A video on climate change will be played during the opening session of the COP26 UN Climate Summit, 1 November 2021, in Glasgow, Scotland.
At this point – like other key issues – the G-20 summit of leaders held in Rome on Saturday and Sunday did not raise optimism. Leaders of poorer and smaller nations had hoped to see many more emerge from the Rome Summit.
Progress was made in the form of a significant promise to reach net zero emissions by the middle of the century, but Gaston Browne, Prime Minister of Antigua and Barbuda and President of the Alliance of Small Island States, remained disappointed. “From what I have seen, it seems that we will exceed 1.5 C. We are very worried about that,” he told reporters.
Sonam Wangdi, chairman of the group of least developed countries, said: “Progress is definitely not enough so far. We are far from a 1.5C path. We need them to increase our ambitions.”

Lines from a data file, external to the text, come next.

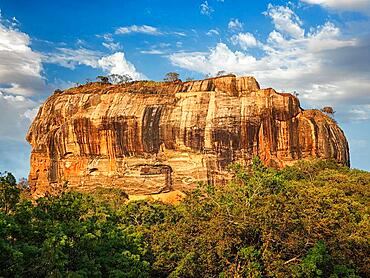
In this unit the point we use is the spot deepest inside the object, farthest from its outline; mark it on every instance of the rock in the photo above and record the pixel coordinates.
(155, 137)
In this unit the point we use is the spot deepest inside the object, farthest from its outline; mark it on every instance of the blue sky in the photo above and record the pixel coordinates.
(318, 48)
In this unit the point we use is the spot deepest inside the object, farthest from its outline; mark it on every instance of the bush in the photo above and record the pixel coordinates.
(307, 220)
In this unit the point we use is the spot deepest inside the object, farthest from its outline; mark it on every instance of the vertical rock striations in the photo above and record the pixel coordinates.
(148, 137)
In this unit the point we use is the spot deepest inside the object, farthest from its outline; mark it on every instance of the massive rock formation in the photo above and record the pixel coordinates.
(148, 137)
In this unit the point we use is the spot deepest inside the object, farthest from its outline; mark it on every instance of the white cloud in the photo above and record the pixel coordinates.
(113, 64)
(235, 24)
(206, 9)
(152, 52)
(70, 58)
(20, 67)
(343, 5)
(113, 46)
(144, 29)
(212, 32)
(285, 20)
(245, 40)
(324, 66)
(17, 112)
(117, 64)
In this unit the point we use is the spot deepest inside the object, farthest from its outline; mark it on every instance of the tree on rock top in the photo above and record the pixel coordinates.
(171, 77)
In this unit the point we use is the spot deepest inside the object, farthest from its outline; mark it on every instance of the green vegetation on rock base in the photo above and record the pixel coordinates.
(308, 220)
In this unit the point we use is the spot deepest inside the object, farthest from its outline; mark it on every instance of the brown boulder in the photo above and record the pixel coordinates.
(153, 137)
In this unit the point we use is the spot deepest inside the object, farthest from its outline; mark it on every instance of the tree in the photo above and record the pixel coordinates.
(119, 79)
(9, 192)
(328, 110)
(221, 73)
(103, 79)
(171, 77)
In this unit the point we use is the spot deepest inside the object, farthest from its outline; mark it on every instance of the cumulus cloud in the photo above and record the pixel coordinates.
(70, 58)
(213, 32)
(206, 9)
(144, 29)
(20, 67)
(113, 46)
(285, 21)
(112, 64)
(235, 24)
(343, 5)
(324, 66)
(245, 40)
(117, 64)
(17, 112)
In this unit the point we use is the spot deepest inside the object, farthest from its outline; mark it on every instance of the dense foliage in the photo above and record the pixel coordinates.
(308, 220)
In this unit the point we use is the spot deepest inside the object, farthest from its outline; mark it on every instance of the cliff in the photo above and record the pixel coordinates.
(148, 137)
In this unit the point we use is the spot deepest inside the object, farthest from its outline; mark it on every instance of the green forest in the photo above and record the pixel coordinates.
(307, 220)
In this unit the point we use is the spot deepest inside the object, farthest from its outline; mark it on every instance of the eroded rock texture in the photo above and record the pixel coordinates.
(148, 137)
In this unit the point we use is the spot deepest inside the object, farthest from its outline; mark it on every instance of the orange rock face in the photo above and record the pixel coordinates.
(148, 137)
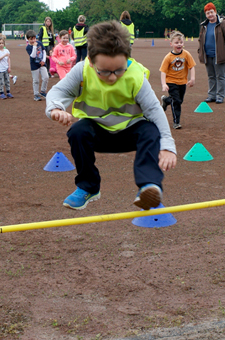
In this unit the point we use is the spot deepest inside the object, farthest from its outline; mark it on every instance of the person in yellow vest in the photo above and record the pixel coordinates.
(125, 20)
(118, 112)
(46, 36)
(80, 38)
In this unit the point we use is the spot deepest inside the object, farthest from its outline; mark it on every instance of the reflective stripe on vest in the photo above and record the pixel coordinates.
(79, 38)
(130, 30)
(112, 111)
(45, 37)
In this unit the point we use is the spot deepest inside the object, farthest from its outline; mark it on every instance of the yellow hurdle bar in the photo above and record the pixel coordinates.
(110, 217)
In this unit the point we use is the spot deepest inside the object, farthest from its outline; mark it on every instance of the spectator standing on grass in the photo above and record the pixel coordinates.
(80, 37)
(5, 69)
(111, 120)
(14, 78)
(37, 54)
(125, 21)
(174, 76)
(46, 36)
(63, 55)
(211, 52)
(52, 69)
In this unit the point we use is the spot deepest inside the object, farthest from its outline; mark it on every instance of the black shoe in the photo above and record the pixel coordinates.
(209, 100)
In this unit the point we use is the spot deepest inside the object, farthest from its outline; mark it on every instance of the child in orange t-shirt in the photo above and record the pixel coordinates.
(63, 55)
(174, 76)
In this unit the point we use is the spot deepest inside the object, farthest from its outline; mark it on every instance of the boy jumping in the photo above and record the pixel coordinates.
(118, 112)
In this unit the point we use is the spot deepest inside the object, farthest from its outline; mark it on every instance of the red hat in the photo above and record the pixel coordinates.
(209, 6)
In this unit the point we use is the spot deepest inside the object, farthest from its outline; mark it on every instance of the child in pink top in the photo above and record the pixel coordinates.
(63, 55)
(52, 69)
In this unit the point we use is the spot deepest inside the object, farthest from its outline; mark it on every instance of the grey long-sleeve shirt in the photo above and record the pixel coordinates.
(64, 92)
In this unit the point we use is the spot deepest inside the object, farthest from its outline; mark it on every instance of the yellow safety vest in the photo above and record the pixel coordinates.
(79, 38)
(130, 30)
(112, 106)
(45, 37)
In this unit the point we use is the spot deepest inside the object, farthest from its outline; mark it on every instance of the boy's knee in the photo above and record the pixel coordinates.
(80, 129)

Climate activists and researchers say the Glasgow Conference must see a commitment to large and rapid reductions in methane emissions as well, and much more detailed planning for adaptation and resilience so that countries, developed and developing, can better withstand climate shocks and extreme weather events.
The Swedish climate activist Greta Thunberg, in the center, speaks together with other climate activists during a demonstration at Festival Park, in Glasgow, Scotland, on the first day of the COP26 summit, 1 November 2021.
COP26 will set the climate agenda for decades to come and much will depend on the developing countries increasing and increasing their efforts. But in the meantime, the leaders of the richer nations are also facing a cash crisis and an energy crisis, both thanks in part to the coronavirus pandemic, and some economists have warned that Western political leaders are creating a climate of promising urgency. promises they are unlikely to be able to keep without major financial damage and election consequences.
The enormous transformation that will be needed, and the huge costs, most of which are likely to be borne by Western taxpayers and households, are a challenge for even the richest countries to cope with. The British economist Liam Halligan, among others, questions whether it is possible to achieve ambitious climate goals without derailing economies that are already struggling to get back on track in a pandemic that has disrupted supply chains, collapsed energy markets and increased inflation.
Politicians are facing a trade-off between the high initial cost of moving quickly towards net zero carbon targets and the long-term damage to economic growth caused by climate change, if they delay action, analysts say. Glasgow is likely to highlight that dilemma.